- Location within the regional unit
- Vrachasi Location within Greece
- Coordinates: 35°16′N 25°34′E﻿ / ﻿35.267°N 25.567°E
- Country: Greece
- Administrative region: Crete
- Regional unit: Lasithi
- Municipality: Agios Nikolaos

Area
- • Municipal unit: 63.4 km^{2} (24.5 sq mi)
- Elevation: 126 m (413 ft)

Population (2021)
- • Municipal unit: 1,903
- • Municipal unit density: 30.0/km^{2} (77.7/sq mi)
- Time zone: UTC+2 (EET)
- • Summer (DST): UTC+3 (EEST)
- Vehicle registration: AN

= Vrachasi =

Vrachasi (Βραχάσι) is a village and a former municipality in the Lasithi regional unit, Crete, Greece. Since the 2011 local government reform it is part of the municipality of Agios Nikolaos, of which it is a municipal unit.
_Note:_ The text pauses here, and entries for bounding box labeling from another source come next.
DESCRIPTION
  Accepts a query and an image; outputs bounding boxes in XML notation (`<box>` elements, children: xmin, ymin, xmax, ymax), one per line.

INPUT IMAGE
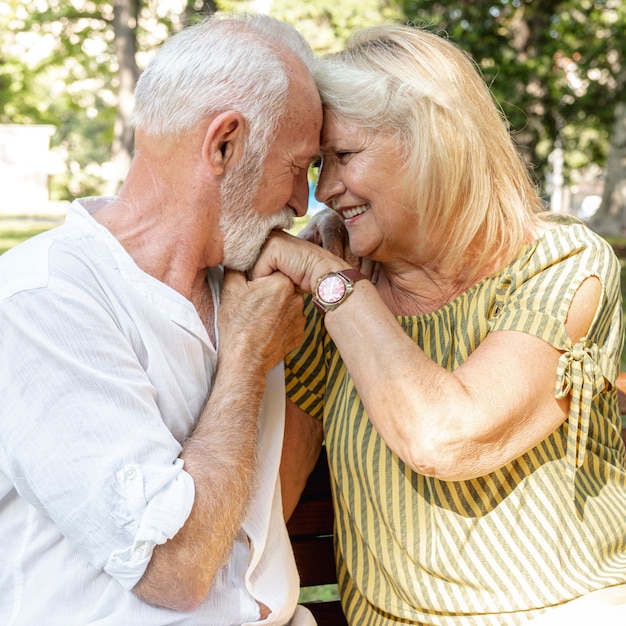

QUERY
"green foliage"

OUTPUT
<box><xmin>400</xmin><ymin>0</ymin><xmax>626</xmax><ymax>183</ymax></box>
<box><xmin>0</xmin><ymin>0</ymin><xmax>626</xmax><ymax>200</ymax></box>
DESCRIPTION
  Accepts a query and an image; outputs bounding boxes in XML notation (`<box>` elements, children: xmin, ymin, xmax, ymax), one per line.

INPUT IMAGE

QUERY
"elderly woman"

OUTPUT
<box><xmin>254</xmin><ymin>26</ymin><xmax>626</xmax><ymax>626</ymax></box>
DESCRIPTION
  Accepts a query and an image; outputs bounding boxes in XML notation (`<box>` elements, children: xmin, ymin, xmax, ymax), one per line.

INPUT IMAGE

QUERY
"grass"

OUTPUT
<box><xmin>0</xmin><ymin>217</ymin><xmax>59</xmax><ymax>254</ymax></box>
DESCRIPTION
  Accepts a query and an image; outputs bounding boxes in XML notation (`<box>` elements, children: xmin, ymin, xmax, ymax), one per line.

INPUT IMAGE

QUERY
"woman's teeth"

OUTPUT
<box><xmin>343</xmin><ymin>204</ymin><xmax>369</xmax><ymax>220</ymax></box>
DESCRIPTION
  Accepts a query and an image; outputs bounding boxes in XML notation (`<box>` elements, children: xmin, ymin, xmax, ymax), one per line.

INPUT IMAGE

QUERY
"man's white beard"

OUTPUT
<box><xmin>220</xmin><ymin>158</ymin><xmax>293</xmax><ymax>272</ymax></box>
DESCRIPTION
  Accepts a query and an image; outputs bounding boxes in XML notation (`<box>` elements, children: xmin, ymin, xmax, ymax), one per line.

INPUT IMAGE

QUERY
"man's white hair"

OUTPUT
<box><xmin>133</xmin><ymin>13</ymin><xmax>314</xmax><ymax>158</ymax></box>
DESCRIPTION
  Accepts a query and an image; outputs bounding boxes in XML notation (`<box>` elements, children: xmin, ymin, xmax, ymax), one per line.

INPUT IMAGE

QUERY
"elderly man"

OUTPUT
<box><xmin>0</xmin><ymin>15</ymin><xmax>322</xmax><ymax>626</ymax></box>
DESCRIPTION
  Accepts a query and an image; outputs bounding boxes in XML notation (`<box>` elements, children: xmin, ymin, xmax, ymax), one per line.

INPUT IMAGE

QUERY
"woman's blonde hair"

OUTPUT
<box><xmin>315</xmin><ymin>25</ymin><xmax>543</xmax><ymax>272</ymax></box>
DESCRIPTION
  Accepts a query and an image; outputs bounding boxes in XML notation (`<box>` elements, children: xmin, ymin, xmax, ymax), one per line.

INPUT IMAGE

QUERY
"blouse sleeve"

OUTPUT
<box><xmin>490</xmin><ymin>225</ymin><xmax>623</xmax><ymax>488</ymax></box>
<box><xmin>285</xmin><ymin>296</ymin><xmax>329</xmax><ymax>420</ymax></box>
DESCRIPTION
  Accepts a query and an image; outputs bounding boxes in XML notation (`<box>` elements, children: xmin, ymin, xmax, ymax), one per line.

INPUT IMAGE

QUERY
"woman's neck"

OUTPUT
<box><xmin>376</xmin><ymin>265</ymin><xmax>490</xmax><ymax>315</ymax></box>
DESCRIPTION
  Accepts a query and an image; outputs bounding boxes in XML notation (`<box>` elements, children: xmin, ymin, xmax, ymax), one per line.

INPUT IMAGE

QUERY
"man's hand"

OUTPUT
<box><xmin>217</xmin><ymin>270</ymin><xmax>304</xmax><ymax>373</ymax></box>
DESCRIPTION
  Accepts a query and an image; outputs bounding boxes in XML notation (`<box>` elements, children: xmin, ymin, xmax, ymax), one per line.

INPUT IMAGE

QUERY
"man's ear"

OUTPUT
<box><xmin>202</xmin><ymin>111</ymin><xmax>245</xmax><ymax>176</ymax></box>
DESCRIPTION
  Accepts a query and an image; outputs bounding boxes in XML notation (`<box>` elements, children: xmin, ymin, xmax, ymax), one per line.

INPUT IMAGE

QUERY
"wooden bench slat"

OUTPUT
<box><xmin>304</xmin><ymin>600</ymin><xmax>348</xmax><ymax>626</ymax></box>
<box><xmin>291</xmin><ymin>535</ymin><xmax>337</xmax><ymax>587</ymax></box>
<box><xmin>287</xmin><ymin>426</ymin><xmax>626</xmax><ymax>626</ymax></box>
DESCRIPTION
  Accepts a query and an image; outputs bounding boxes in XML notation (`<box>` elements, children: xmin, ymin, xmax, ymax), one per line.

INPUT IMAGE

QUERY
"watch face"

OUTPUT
<box><xmin>317</xmin><ymin>276</ymin><xmax>346</xmax><ymax>304</ymax></box>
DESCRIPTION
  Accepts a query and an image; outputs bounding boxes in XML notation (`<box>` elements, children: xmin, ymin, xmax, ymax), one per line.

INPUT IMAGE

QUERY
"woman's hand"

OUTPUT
<box><xmin>249</xmin><ymin>231</ymin><xmax>347</xmax><ymax>293</ymax></box>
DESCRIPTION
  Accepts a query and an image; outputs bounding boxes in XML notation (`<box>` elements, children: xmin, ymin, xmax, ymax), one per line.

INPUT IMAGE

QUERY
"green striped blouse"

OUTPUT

The municipal unit has an area of 63.41 km2.

==Main sights==
Vrachasi is a village of a few hundred people and typical of many around the area, but it has some interesting features and the traditional Cretan architecture is well preserved here. The main square of Vrachasi sits close to the road and has a wide view into the valley below, through which the main highway between Agios Nikolaos and Heraklion passes.

Support for Vrachasi's municipal independence has been expressed through hand-painted declarations reading 'Dimos Vrachasiou' around the area, including near Sisi and Milatos.